The 2010 edition of the dietary guidelines appeared on January 31. Since then, FoodNavigator-USA, an online daily newsletter for the food industry, says it has been gathering reactions and taking a look at how the guidelines are likely to affect food and beverage companies. Here are its reports.
‘Eat less’: A difficult message for industry: The new dietary guidelines give the food industry the clearest map yet of what is necessary for a healthy diet – but no one is fooled by assertions that industry is already in line.
2010 Dietary Guidelines: Opportunity for continued industry innovation: In this guest article, Melissa Musiker of the Grocery Manufacturers Association says that the 2010 Dietary Guidelines are an opportunity for industry to find better ways to innovate, as part of a collective responsibility to improve American diets.
How the 2010 guidelines affect food technologists: The 2010 Dietary Guidelines’ new focus on reducing energy intake will present major reformulation challenges for food technologists, says the Institute of Food Technologists’ (IFT) president-elect.
Politics too influential in new Dietary Guidelines, says nutrition expert [that would be me]: The new Dietary Guidelines for Americans are still too heavily influenced by political interests – but the initial consumer messaging was ‘fantastic’, according to nutrition and public policy expert Marion Nestle.

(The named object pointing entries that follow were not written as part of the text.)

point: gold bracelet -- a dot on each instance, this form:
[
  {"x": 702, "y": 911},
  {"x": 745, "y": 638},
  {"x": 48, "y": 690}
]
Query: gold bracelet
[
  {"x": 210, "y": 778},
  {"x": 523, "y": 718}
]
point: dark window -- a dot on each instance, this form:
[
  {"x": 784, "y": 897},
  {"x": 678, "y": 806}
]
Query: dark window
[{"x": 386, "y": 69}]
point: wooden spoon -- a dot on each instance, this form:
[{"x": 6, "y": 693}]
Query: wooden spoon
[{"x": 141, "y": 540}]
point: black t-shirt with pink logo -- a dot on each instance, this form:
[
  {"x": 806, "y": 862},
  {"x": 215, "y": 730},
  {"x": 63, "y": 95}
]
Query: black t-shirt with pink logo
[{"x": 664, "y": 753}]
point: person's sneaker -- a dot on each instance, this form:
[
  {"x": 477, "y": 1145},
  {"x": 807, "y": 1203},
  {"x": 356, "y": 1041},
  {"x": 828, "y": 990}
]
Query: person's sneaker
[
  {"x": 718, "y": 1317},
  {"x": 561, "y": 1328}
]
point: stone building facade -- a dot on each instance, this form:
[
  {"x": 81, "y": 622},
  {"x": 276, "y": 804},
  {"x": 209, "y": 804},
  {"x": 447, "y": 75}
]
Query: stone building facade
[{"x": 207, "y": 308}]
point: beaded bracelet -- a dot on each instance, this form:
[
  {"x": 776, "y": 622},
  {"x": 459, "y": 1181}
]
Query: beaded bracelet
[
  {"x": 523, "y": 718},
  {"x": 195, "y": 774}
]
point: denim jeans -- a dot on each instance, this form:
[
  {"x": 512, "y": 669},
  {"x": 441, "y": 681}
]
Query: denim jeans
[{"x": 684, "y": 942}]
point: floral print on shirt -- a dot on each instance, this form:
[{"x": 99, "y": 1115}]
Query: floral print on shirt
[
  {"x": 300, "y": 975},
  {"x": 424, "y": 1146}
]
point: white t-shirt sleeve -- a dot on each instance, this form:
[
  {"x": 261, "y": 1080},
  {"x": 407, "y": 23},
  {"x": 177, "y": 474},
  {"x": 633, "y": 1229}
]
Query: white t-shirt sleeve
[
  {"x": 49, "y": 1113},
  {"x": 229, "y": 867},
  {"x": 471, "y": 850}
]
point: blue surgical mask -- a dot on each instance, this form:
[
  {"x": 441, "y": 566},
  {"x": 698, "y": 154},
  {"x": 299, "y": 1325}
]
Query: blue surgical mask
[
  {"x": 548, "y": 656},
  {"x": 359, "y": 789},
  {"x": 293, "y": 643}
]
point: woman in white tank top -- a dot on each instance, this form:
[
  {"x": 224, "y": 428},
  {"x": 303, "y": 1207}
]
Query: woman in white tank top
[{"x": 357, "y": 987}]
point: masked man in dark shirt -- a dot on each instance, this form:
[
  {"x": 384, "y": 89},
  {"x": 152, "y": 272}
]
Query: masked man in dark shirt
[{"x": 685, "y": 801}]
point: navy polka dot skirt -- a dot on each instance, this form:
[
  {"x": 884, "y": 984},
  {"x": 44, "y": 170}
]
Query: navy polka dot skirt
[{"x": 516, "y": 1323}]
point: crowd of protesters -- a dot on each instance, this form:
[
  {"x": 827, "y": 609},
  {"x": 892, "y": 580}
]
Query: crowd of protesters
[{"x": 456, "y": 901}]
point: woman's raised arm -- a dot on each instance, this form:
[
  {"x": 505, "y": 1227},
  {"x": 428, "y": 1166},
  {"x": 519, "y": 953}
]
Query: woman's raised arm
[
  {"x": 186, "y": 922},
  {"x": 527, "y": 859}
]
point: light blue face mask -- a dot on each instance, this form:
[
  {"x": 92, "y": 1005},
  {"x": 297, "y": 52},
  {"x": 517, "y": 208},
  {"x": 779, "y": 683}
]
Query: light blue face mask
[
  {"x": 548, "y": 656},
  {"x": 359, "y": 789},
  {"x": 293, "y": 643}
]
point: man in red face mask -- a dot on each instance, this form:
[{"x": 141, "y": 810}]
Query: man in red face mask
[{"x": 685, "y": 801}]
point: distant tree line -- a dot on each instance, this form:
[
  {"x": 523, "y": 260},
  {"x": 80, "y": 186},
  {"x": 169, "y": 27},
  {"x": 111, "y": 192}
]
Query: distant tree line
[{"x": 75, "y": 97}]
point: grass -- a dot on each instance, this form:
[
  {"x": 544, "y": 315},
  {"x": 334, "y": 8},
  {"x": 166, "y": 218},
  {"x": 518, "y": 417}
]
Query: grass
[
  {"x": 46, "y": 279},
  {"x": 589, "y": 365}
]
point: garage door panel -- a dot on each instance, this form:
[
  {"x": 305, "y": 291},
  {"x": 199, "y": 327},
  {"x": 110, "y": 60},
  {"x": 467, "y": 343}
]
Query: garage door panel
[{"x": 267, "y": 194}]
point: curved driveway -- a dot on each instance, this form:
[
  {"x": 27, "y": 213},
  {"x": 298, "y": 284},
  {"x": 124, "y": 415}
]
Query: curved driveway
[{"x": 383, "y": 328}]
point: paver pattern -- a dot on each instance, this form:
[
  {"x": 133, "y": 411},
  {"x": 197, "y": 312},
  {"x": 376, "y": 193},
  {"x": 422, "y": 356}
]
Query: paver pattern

‘Total diet’ in the 2010 Dietary Guideline: The latest version of the Dietary Guidelines for Americans includes a new focus on the importance of total diet. FoodNavigator-USA spoke to Cynthia Harriman of Oldways to get the perspective of the organization behind the Mediterranean diet pyramid.
USDA releases 2010 Dietary Guidelines for Americans: The US Department of Agriculture (USDA) has updated the Dietary Guidelines for Americans for the first time since 2005, with a number of small changes that could make a big difference for the food industry.
Industry welcomes USDA Dietary Guidelines supplements shift: The US dietary supplements industry has welcomed the 2010 Dietary Guidelines for Americans which demonstrated a thawing in attitude toward supplements use from a Guidelines committee that has previously balked at recommending them.